Les universités de Guelph et de York, Agri-Food Economic Systems et l’Institut interaméricain de coopération pour l’agriculture (IICA) ont fourni des preuves académiques qui ont permis de constater que les travailleurs du PTAS et l’économie canadienne bénéficient mutuellement de la situation. La preuve indique que, pour chaque travailleur employé dans le cadre du PTAS, deux emplois à temps plein canadiens sont créés ailleurs dans cette chaîne intégrée. Selon l’IICA, « le secteur agroalimentaire, tout comme les autres secteurs, est devenu un lieu de travail mondial. Le programme saisonnier du Canada permet aux entreprises agricoles de répondre à leurs besoins saisonniers en matière de main-d’œuvre tout en offrant un soutien économique aux travailleurs des pays en développement, avec un potentiel supplémentaire d’échanges culturels agricoles en cours qui permettent un échange d’idées, d’innovation et de technologie ». La recherche de l’IICA révèle aussi que « les avantages du PTAS pour les employés comprennent de meilleures occasions d’acheter des maisons et des véhicules dans les pays d’origine des travailleurs, […] de meilleures occasions d’offrir à leurs enfants une éducation, de meilleurs soins de santé, l’opportunité de faire des économies et des meilleures possibilités pour l’achat de terres et de bétail ».

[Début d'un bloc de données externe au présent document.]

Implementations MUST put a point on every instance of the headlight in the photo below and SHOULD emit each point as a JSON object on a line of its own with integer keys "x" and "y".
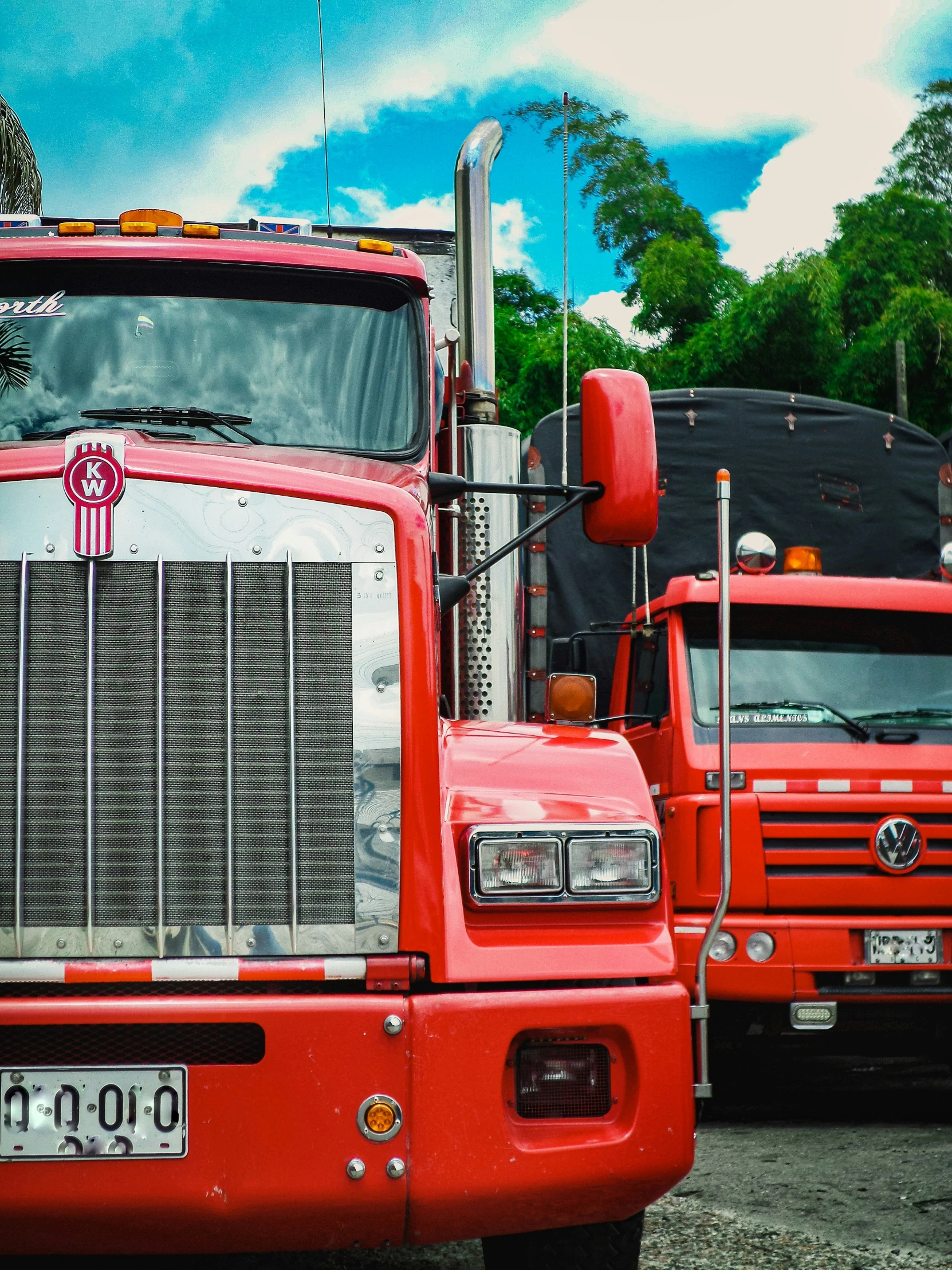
{"x": 542, "y": 864}
{"x": 527, "y": 865}
{"x": 761, "y": 947}
{"x": 724, "y": 947}
{"x": 608, "y": 864}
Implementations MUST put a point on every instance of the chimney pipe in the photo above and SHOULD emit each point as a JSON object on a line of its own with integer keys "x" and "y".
{"x": 474, "y": 260}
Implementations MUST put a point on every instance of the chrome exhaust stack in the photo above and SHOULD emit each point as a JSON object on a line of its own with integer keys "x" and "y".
{"x": 490, "y": 620}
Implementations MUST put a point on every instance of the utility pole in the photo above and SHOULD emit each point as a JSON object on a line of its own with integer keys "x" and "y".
{"x": 902, "y": 390}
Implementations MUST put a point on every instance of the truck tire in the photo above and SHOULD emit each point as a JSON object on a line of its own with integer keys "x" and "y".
{"x": 604, "y": 1247}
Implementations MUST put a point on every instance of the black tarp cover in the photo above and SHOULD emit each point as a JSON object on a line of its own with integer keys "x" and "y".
{"x": 828, "y": 481}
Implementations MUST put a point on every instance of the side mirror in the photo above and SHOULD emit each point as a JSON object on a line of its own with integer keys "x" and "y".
{"x": 619, "y": 450}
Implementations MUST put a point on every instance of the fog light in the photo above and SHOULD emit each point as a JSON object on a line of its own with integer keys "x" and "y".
{"x": 724, "y": 947}
{"x": 562, "y": 1081}
{"x": 813, "y": 1016}
{"x": 761, "y": 947}
{"x": 925, "y": 978}
{"x": 530, "y": 865}
{"x": 609, "y": 865}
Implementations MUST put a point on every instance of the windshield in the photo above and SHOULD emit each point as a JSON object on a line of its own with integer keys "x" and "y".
{"x": 808, "y": 667}
{"x": 310, "y": 359}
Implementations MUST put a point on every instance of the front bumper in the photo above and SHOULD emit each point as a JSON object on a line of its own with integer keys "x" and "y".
{"x": 812, "y": 958}
{"x": 269, "y": 1142}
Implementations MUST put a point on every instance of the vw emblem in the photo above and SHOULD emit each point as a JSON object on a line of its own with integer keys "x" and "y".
{"x": 898, "y": 845}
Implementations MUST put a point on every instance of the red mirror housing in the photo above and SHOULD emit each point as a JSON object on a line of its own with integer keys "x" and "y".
{"x": 619, "y": 450}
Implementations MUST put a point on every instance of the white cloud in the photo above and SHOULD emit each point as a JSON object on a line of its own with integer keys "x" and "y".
{"x": 742, "y": 69}
{"x": 512, "y": 228}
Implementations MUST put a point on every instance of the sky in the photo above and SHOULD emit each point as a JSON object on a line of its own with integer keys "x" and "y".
{"x": 767, "y": 113}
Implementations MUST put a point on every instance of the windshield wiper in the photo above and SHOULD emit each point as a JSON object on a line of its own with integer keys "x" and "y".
{"x": 857, "y": 730}
{"x": 175, "y": 414}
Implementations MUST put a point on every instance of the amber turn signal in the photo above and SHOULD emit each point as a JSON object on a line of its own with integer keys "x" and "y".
{"x": 571, "y": 699}
{"x": 802, "y": 560}
{"x": 380, "y": 1118}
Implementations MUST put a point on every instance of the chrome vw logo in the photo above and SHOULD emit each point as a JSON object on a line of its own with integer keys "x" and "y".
{"x": 898, "y": 845}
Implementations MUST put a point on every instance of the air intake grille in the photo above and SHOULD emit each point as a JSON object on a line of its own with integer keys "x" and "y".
{"x": 117, "y": 875}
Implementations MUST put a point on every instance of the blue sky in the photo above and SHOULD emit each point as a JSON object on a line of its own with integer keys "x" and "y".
{"x": 767, "y": 113}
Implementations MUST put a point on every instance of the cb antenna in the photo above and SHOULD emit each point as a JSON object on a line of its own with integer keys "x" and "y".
{"x": 324, "y": 115}
{"x": 565, "y": 289}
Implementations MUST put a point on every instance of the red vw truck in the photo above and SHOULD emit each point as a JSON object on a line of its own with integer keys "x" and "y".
{"x": 292, "y": 955}
{"x": 841, "y": 703}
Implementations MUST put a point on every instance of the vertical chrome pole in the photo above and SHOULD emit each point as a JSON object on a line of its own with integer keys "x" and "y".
{"x": 160, "y": 755}
{"x": 21, "y": 752}
{"x": 292, "y": 756}
{"x": 701, "y": 1012}
{"x": 91, "y": 752}
{"x": 229, "y": 752}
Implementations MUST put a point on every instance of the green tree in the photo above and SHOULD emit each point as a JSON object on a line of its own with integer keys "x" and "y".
{"x": 21, "y": 183}
{"x": 925, "y": 150}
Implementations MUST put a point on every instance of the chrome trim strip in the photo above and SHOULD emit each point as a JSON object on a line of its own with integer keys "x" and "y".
{"x": 584, "y": 830}
{"x": 230, "y": 752}
{"x": 91, "y": 748}
{"x": 160, "y": 752}
{"x": 292, "y": 757}
{"x": 21, "y": 752}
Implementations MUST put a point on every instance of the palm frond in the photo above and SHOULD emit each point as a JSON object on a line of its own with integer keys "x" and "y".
{"x": 21, "y": 183}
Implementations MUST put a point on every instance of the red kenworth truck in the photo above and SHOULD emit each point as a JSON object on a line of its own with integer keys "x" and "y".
{"x": 842, "y": 703}
{"x": 291, "y": 959}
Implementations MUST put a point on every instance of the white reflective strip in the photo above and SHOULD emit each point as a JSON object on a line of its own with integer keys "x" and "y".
{"x": 33, "y": 972}
{"x": 345, "y": 968}
{"x": 196, "y": 968}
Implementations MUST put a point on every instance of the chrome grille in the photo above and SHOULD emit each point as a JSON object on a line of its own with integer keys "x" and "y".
{"x": 171, "y": 851}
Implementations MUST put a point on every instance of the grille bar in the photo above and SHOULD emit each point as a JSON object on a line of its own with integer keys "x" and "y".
{"x": 292, "y": 755}
{"x": 21, "y": 752}
{"x": 91, "y": 748}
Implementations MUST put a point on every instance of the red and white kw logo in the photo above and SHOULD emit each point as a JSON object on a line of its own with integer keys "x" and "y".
{"x": 95, "y": 480}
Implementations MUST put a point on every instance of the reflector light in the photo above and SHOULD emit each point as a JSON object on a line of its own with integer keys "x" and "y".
{"x": 375, "y": 245}
{"x": 813, "y": 1016}
{"x": 608, "y": 864}
{"x": 562, "y": 1081}
{"x": 527, "y": 865}
{"x": 571, "y": 697}
{"x": 802, "y": 560}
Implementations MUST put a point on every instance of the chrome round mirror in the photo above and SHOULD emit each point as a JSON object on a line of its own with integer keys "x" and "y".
{"x": 756, "y": 553}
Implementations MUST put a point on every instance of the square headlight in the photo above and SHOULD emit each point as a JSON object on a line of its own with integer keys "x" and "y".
{"x": 616, "y": 865}
{"x": 528, "y": 867}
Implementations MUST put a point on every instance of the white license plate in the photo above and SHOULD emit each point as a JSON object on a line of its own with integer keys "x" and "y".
{"x": 903, "y": 948}
{"x": 55, "y": 1113}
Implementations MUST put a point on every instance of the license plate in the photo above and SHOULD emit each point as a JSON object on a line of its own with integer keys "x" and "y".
{"x": 54, "y": 1113}
{"x": 903, "y": 948}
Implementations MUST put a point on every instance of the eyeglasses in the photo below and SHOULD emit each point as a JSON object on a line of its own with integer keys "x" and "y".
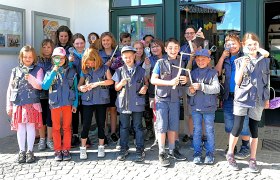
{"x": 190, "y": 33}
{"x": 157, "y": 46}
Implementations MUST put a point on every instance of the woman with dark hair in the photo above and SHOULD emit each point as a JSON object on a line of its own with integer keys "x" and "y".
{"x": 63, "y": 38}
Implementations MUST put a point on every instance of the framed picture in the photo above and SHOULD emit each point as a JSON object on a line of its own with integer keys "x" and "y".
{"x": 45, "y": 26}
{"x": 12, "y": 29}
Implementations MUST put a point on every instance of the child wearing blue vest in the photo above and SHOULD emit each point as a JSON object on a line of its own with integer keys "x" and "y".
{"x": 107, "y": 45}
{"x": 75, "y": 60}
{"x": 61, "y": 81}
{"x": 131, "y": 85}
{"x": 64, "y": 38}
{"x": 94, "y": 82}
{"x": 226, "y": 68}
{"x": 167, "y": 99}
{"x": 23, "y": 102}
{"x": 45, "y": 62}
{"x": 251, "y": 96}
{"x": 203, "y": 97}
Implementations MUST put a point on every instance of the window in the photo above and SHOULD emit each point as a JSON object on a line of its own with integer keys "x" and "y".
{"x": 215, "y": 19}
{"x": 121, "y": 3}
{"x": 137, "y": 25}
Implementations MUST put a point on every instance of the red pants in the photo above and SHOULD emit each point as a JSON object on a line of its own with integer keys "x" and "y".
{"x": 66, "y": 112}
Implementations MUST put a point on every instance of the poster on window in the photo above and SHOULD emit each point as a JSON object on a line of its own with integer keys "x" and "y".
{"x": 49, "y": 29}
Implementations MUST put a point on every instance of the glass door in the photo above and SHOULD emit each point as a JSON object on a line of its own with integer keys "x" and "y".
{"x": 138, "y": 22}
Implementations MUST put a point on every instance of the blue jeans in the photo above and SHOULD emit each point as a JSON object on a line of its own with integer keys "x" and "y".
{"x": 138, "y": 128}
{"x": 208, "y": 118}
{"x": 229, "y": 118}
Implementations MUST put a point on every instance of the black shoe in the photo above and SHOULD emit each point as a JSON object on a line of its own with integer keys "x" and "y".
{"x": 177, "y": 145}
{"x": 21, "y": 157}
{"x": 114, "y": 137}
{"x": 185, "y": 138}
{"x": 88, "y": 143}
{"x": 235, "y": 150}
{"x": 75, "y": 141}
{"x": 122, "y": 155}
{"x": 154, "y": 145}
{"x": 177, "y": 155}
{"x": 149, "y": 135}
{"x": 140, "y": 155}
{"x": 66, "y": 155}
{"x": 163, "y": 159}
{"x": 58, "y": 156}
{"x": 231, "y": 162}
{"x": 30, "y": 158}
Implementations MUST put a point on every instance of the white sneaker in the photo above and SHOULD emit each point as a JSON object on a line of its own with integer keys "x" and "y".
{"x": 83, "y": 153}
{"x": 50, "y": 144}
{"x": 118, "y": 146}
{"x": 101, "y": 151}
{"x": 42, "y": 144}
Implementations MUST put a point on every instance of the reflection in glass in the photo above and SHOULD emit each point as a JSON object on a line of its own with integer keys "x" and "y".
{"x": 121, "y": 3}
{"x": 215, "y": 19}
{"x": 137, "y": 25}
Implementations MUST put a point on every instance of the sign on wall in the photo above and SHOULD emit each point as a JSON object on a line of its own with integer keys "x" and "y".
{"x": 45, "y": 26}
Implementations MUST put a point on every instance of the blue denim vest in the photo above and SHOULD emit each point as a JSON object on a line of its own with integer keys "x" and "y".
{"x": 255, "y": 84}
{"x": 46, "y": 65}
{"x": 186, "y": 49}
{"x": 129, "y": 100}
{"x": 78, "y": 65}
{"x": 201, "y": 101}
{"x": 227, "y": 68}
{"x": 167, "y": 72}
{"x": 99, "y": 94}
{"x": 62, "y": 92}
{"x": 22, "y": 92}
{"x": 151, "y": 89}
{"x": 106, "y": 57}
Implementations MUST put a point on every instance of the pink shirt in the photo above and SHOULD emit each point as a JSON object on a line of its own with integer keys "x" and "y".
{"x": 36, "y": 83}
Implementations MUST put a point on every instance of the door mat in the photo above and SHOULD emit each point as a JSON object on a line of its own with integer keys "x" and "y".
{"x": 271, "y": 144}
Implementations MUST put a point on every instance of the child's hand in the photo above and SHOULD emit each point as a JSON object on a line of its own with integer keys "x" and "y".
{"x": 174, "y": 81}
{"x": 83, "y": 88}
{"x": 245, "y": 61}
{"x": 192, "y": 90}
{"x": 92, "y": 85}
{"x": 71, "y": 58}
{"x": 266, "y": 104}
{"x": 113, "y": 59}
{"x": 225, "y": 54}
{"x": 147, "y": 61}
{"x": 143, "y": 90}
{"x": 26, "y": 76}
{"x": 183, "y": 79}
{"x": 200, "y": 34}
{"x": 123, "y": 82}
{"x": 196, "y": 86}
{"x": 74, "y": 109}
{"x": 55, "y": 68}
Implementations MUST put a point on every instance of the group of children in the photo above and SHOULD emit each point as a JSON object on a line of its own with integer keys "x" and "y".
{"x": 101, "y": 78}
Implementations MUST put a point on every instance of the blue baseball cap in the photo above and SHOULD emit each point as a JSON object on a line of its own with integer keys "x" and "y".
{"x": 128, "y": 48}
{"x": 202, "y": 52}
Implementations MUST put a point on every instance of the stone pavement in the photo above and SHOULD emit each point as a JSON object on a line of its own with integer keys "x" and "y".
{"x": 109, "y": 168}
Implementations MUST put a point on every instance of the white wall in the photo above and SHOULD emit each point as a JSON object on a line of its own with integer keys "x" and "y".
{"x": 88, "y": 16}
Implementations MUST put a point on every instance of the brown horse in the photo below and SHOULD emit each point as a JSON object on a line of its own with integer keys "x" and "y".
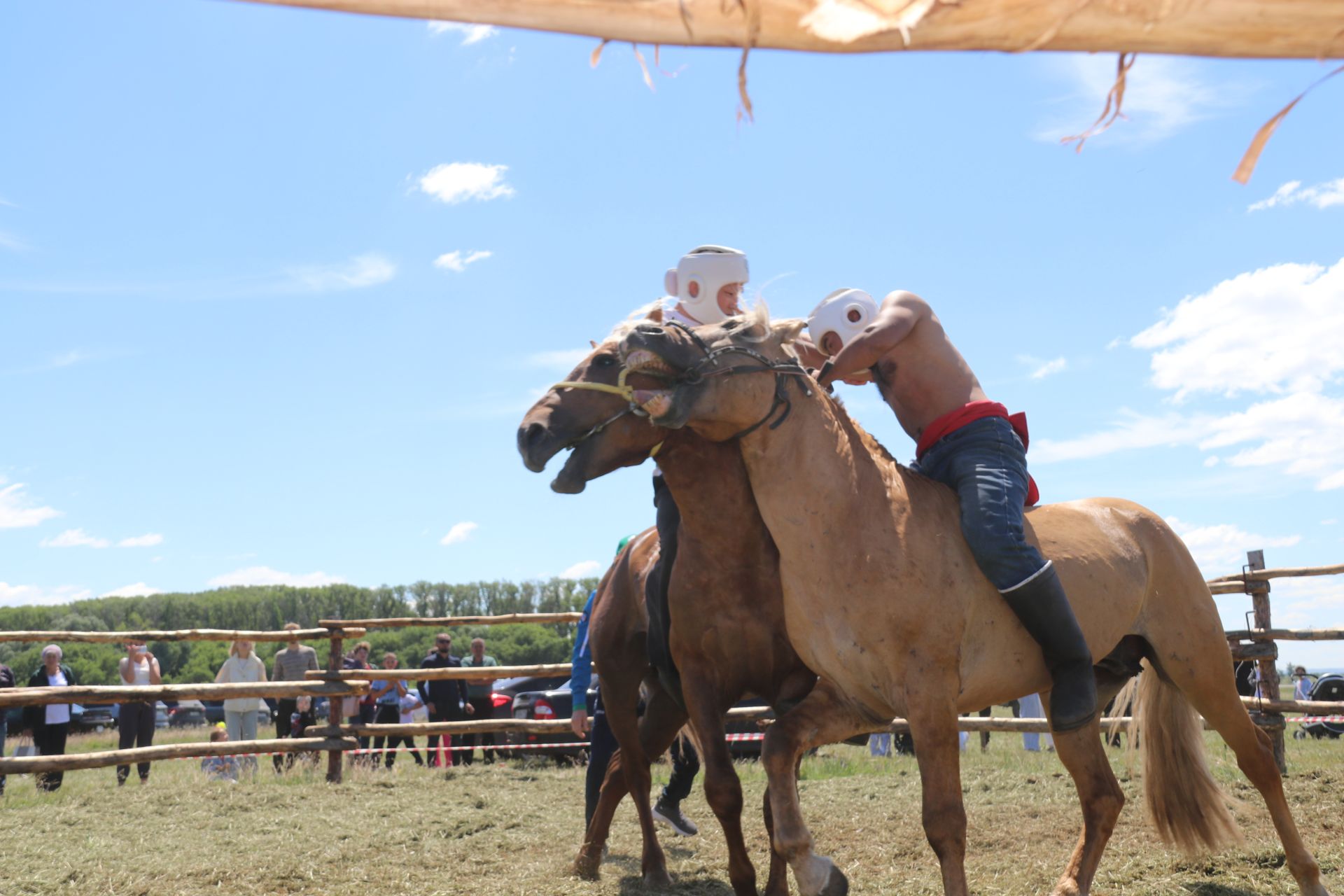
{"x": 727, "y": 634}
{"x": 885, "y": 601}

Faire en sorte que les travailleurs du PTAS se sentent chez eux
Pour que leurs travailleurs soient à l’aise, les agriculteurs construisent des logements saisonniers appelés « dortoirs » qui sont strictement réglementés par les codes de construction municipaux et provinciaux et sont régulièrement inspectés. Un agriculteur rencontré lors de la tournée avait récemment terminé un projet de rénovation de 300 000 $ à son ancienne maison pour ses travailleurs saisonniers, conformément au code de construction de l’Ontario et aux règlements municipaux, après avoir déménagé sa famille dans une maison plus petite.
Le taux de rétention des travailleurs du PTAS est remarquable, et de nombreux travailleurs reviennent au Canada depuis plus de 40 ans pour aider à récolter des fruits et légumes. Murray Porteous de Lingwood Farms et président du Comité de la main-d’œuvre du Conseil canadien de l’horticulture a souligné combien « il est important de traiter vos travailleurs avec respect. Ces gens sont devenus comme une famille élargie pour ceux comme qui font partie du programme et les participants à la tournée ont rencontré des travailleurs qui choisissent de venir au Canada grâce au PTAS depuis plus de 45 ans. »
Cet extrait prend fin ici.